Let’s sum up the dynamic linking process to make our life easier:

-Calling puts() by jumping into the PLT section.
-Indirect jump into the address of the GOT.
-The GOT's address contains the address which points back to the 2nd PLT instruction.
-Push the first GOT entry on the stack, which is the entry for puts(), so that the dynamic linker can patch it later.
-Jump into the first entry in PLT.
-Push the address of GOT[1] on the stack which contains an offset pointing to the link_map structure for puts().
-Push the address of GOT[2], which is the dl_runtime_resolve() function in order to resolve the address of puts() in libc.
-Patch the relocations.

In conclusion, lazy binding increases performance at load time. That’s the default linking way nowadays but that can be tweaked by changing the LD_BIND_NOW environment variable.

Oh well, that’s been it. I know it was a lot to take in. I did my best not to bombard you with completely technical terms. If you are reading this sentence, you are a true champion. Thank you for taking the time to read my paper and I hope you gained even a small piece of knowledge from it. Any kind of feedback would be much appreciated. If you have any questions, feel free to comment them down below or PM me. I will provide some reference links in case you found this paper interesting.

Reference Links:



Brilliant post @_py

I see some serious heavy wizardry in this post.


I appreciate the feedback @0x00pf! I hope my explanation didn’t confuse you.

1 Like

You know an article is good when I understand it.



Thanks for the paper @_py!

Reading your newest article Linux Internals - The Art Of Symbol Resolution plus reading this again really makes sense, as I’m able to understand it in just one shot! I love how you introduced the concept of GOT through array indices [0][1][2], which really makes sense for me.

It’s actually e6 82 04 08 in the little-endian. It’s on the first and second line.

This is because the instruction jmp *0x804a00c will take the 4 bytes value at the 0x804a00c address. You can imagine that this instruction is the same as jmp dword ptr [0x804a00c].

But this is an old write up of yours, so I guess you already know about this thing. :slight_smile:

Cheers, thanks again for the paper!


Thank you so much for the encouraging comment @shahril!
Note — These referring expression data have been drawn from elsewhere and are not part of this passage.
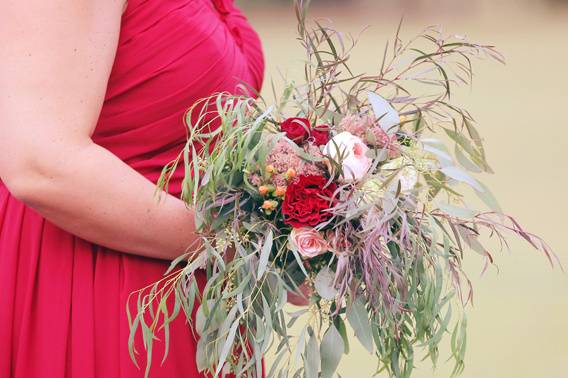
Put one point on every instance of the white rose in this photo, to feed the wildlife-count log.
(351, 152)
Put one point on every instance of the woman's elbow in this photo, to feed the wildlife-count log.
(25, 180)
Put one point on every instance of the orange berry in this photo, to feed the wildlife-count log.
(263, 190)
(280, 191)
(290, 173)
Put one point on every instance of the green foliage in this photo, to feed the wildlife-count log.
(400, 284)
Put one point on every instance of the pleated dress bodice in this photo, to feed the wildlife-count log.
(63, 299)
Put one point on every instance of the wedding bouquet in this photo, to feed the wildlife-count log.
(347, 191)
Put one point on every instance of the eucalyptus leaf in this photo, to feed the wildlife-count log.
(324, 283)
(313, 359)
(331, 350)
(358, 319)
(265, 254)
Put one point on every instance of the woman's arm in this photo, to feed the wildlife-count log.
(55, 60)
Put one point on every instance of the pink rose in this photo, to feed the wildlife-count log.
(308, 242)
(351, 152)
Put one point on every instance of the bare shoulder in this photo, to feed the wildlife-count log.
(55, 60)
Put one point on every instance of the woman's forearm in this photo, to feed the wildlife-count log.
(89, 192)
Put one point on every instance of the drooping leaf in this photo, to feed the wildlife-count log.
(359, 321)
(331, 351)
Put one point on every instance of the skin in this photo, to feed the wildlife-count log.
(56, 60)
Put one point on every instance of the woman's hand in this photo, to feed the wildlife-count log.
(56, 58)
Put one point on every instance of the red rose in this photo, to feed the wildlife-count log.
(306, 201)
(320, 135)
(297, 129)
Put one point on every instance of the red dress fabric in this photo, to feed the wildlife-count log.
(63, 299)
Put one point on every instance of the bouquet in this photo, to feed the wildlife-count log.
(347, 190)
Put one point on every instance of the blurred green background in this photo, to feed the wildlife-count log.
(518, 326)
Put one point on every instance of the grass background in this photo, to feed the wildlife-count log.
(518, 325)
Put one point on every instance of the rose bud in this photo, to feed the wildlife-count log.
(263, 190)
(320, 135)
(308, 242)
(351, 152)
(296, 129)
(290, 173)
(280, 191)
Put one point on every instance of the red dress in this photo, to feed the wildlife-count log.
(63, 299)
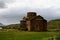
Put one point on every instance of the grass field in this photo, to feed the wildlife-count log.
(22, 35)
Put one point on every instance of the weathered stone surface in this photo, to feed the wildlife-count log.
(33, 22)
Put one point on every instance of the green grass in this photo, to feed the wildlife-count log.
(17, 35)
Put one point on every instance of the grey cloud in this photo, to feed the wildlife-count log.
(2, 4)
(14, 15)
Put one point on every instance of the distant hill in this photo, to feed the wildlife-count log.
(1, 24)
(54, 24)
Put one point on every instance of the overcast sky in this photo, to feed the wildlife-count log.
(12, 11)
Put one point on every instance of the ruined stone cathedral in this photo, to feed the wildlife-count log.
(33, 22)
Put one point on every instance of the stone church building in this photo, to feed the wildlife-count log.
(33, 22)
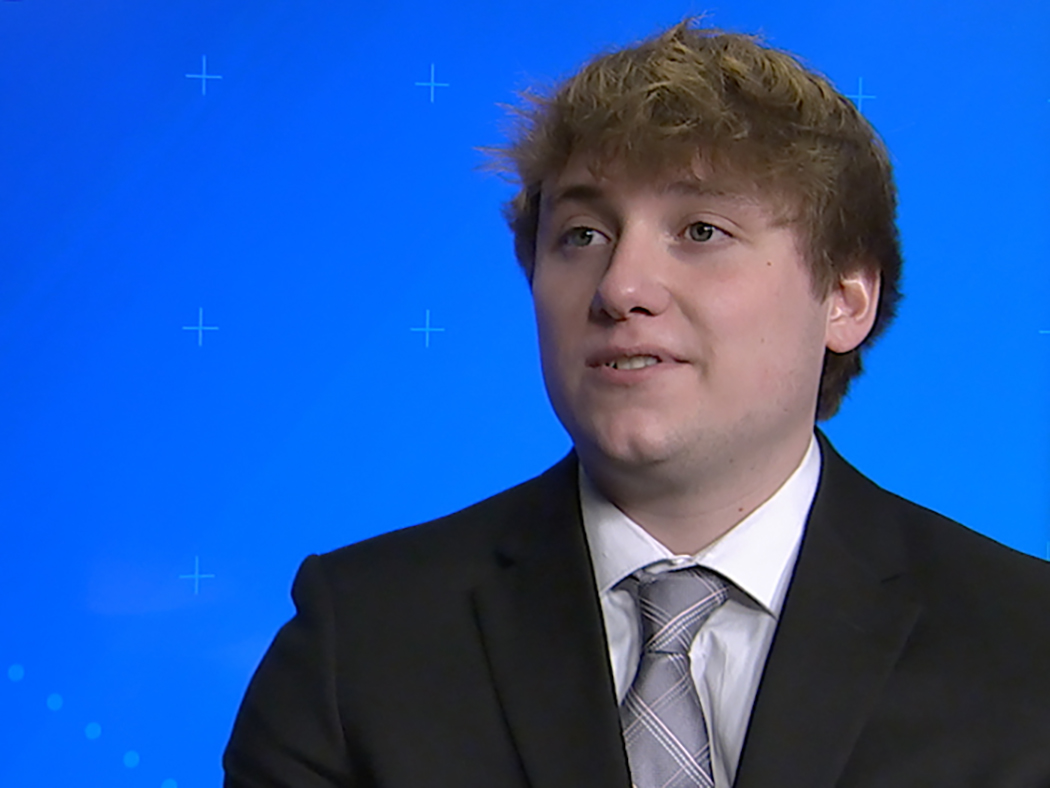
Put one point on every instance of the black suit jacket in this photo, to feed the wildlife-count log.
(469, 652)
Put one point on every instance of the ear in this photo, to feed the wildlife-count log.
(852, 307)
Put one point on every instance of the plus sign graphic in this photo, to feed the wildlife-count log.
(196, 577)
(426, 329)
(201, 328)
(204, 76)
(432, 84)
(860, 95)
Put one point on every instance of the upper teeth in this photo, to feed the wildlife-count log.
(632, 363)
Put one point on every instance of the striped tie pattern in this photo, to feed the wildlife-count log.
(665, 732)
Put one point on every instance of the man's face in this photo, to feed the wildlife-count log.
(697, 283)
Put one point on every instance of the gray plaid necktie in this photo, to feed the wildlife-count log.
(664, 728)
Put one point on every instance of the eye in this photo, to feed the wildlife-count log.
(700, 231)
(580, 236)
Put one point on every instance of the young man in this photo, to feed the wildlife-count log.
(702, 593)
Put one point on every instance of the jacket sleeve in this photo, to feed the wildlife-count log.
(288, 732)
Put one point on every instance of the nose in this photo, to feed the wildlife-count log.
(633, 282)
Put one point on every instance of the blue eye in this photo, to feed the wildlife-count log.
(700, 231)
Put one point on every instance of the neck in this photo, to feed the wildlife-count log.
(687, 505)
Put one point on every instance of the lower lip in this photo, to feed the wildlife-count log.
(629, 377)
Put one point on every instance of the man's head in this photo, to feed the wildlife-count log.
(747, 121)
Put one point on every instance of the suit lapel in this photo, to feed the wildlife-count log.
(845, 620)
(541, 624)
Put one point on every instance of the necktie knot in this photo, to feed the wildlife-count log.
(673, 606)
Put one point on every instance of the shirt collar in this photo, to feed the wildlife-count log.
(757, 555)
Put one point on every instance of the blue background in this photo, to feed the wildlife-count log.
(316, 205)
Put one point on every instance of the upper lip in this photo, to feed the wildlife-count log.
(611, 353)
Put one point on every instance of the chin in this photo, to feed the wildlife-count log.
(633, 448)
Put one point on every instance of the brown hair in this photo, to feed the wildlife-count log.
(751, 112)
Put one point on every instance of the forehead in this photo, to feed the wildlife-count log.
(586, 180)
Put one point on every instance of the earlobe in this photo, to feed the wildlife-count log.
(853, 306)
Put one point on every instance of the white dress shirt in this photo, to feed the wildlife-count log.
(729, 654)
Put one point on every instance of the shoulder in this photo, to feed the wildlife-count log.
(462, 541)
(948, 564)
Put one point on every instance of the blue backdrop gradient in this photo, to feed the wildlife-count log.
(313, 205)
This is because the instruction jmp *0x804a00c will take the 4 bytes value at the 0x804a00c address. You can imagine that this instruction is the same as jmp dword ptr [0x804a00c].

You are right about that. That’s the Intel version of the instruction (which I prefer way more than AT&T’s tbh ). If I remember correctly, the official term is indirect jump. Weirdly enough objdump cut the address in half if you noticed while in my recent write-up GDB shows it fully, that’s why I was surprised in the beginning.
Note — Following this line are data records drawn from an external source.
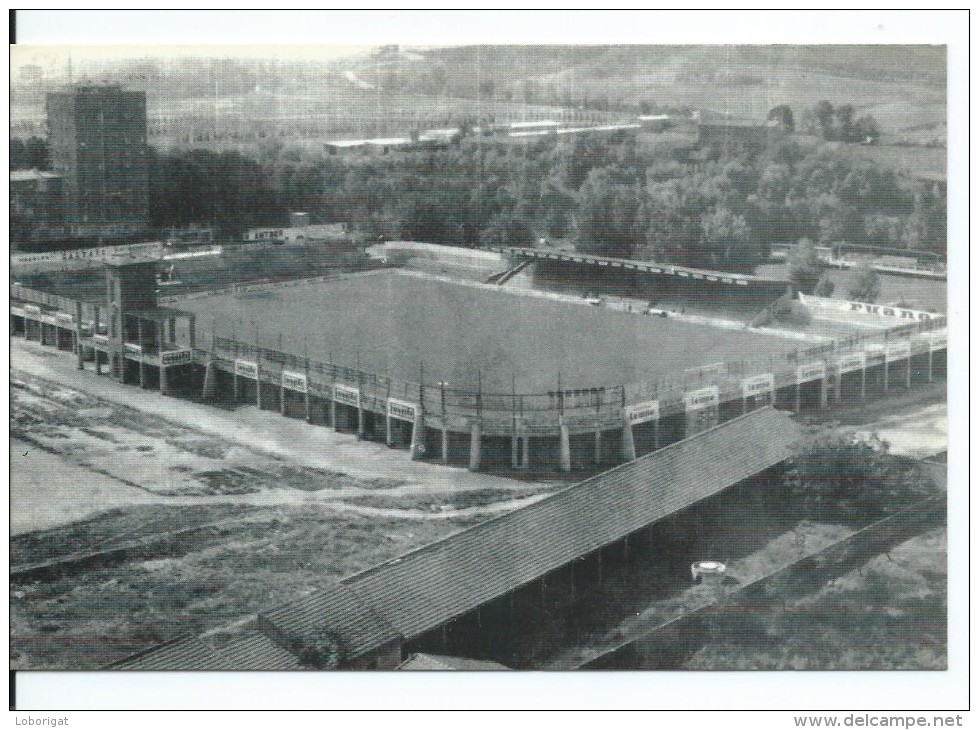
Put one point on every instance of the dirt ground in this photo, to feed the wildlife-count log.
(288, 508)
(889, 613)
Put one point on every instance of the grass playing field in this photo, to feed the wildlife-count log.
(391, 323)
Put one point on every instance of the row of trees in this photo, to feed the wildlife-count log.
(611, 196)
(841, 123)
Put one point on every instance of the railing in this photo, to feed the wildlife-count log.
(600, 404)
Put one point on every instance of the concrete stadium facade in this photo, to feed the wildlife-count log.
(566, 429)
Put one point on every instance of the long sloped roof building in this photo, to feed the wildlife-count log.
(389, 611)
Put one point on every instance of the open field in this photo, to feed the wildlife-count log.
(281, 511)
(889, 614)
(393, 323)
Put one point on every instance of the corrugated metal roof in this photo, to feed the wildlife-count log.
(255, 652)
(338, 609)
(433, 584)
(427, 587)
(185, 654)
(251, 651)
(432, 662)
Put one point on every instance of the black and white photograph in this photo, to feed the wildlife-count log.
(479, 357)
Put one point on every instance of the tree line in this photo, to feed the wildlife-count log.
(618, 195)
I love how you introduced the concept of GOT through array indices [0][1][2], which really makes sense for me.

I’m really glad! The ELF specs refer to the binary structures as tables (i.e symbol table, global offset table, relocation table), but in reality they are arrays either containing C structs or pointers.

If you enjoyed learning about GOT/PLT you might be interested in having a look at my most recent write-up on Bypassing ASLR via Format String Bug, where I abuse the GOT to redirect code execution. I’m hoping to release another write-up soon where I’ll be abusing PLT in order to leak addresses via ROP.
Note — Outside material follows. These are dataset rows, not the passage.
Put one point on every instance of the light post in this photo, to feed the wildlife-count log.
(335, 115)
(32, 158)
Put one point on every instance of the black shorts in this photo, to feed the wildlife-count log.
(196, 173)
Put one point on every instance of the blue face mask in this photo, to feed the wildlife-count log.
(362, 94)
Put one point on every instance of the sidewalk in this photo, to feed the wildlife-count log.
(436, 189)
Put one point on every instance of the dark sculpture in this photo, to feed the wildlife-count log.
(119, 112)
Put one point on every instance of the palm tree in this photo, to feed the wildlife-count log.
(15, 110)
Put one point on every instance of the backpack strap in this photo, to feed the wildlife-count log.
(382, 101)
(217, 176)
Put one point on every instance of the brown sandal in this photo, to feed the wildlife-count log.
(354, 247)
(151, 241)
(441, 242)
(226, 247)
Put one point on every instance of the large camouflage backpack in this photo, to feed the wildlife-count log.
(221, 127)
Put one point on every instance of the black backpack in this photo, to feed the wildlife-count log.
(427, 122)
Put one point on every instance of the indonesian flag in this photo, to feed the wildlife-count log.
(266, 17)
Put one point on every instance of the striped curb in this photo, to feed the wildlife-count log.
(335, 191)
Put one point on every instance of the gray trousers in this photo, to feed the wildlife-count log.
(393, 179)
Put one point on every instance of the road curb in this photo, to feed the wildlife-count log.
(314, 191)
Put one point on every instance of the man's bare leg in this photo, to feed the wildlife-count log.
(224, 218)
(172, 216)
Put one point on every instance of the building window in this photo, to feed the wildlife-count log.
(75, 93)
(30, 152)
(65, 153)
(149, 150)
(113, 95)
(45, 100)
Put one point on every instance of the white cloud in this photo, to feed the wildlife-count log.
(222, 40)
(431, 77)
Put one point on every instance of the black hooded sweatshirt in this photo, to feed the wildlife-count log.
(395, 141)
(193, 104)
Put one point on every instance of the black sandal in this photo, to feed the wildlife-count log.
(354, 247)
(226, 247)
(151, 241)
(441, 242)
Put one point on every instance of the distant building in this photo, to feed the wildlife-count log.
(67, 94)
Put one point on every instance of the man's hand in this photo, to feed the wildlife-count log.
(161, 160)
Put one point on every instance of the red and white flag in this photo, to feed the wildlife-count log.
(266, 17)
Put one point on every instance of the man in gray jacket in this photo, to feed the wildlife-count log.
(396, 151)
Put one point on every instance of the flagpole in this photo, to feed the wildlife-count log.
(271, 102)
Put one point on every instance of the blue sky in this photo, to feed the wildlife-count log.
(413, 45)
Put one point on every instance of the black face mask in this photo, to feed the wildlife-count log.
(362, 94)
Thank you once again for taking the time to read them both. I hope you developed a mental model as to how the linking internals work.



thanks for the post

actually it’s the offset of relocation entry for “puts” function in the relocation array for “PLT” , as shown form running “readelf -r obj” , the relocation entry for “puts” , is at offset 0x0 form the beginning of .rel.plt section.

again thanks for the post and ur effort trying to share knowledge


It’s fully documented in my updated version, but thanks for the note.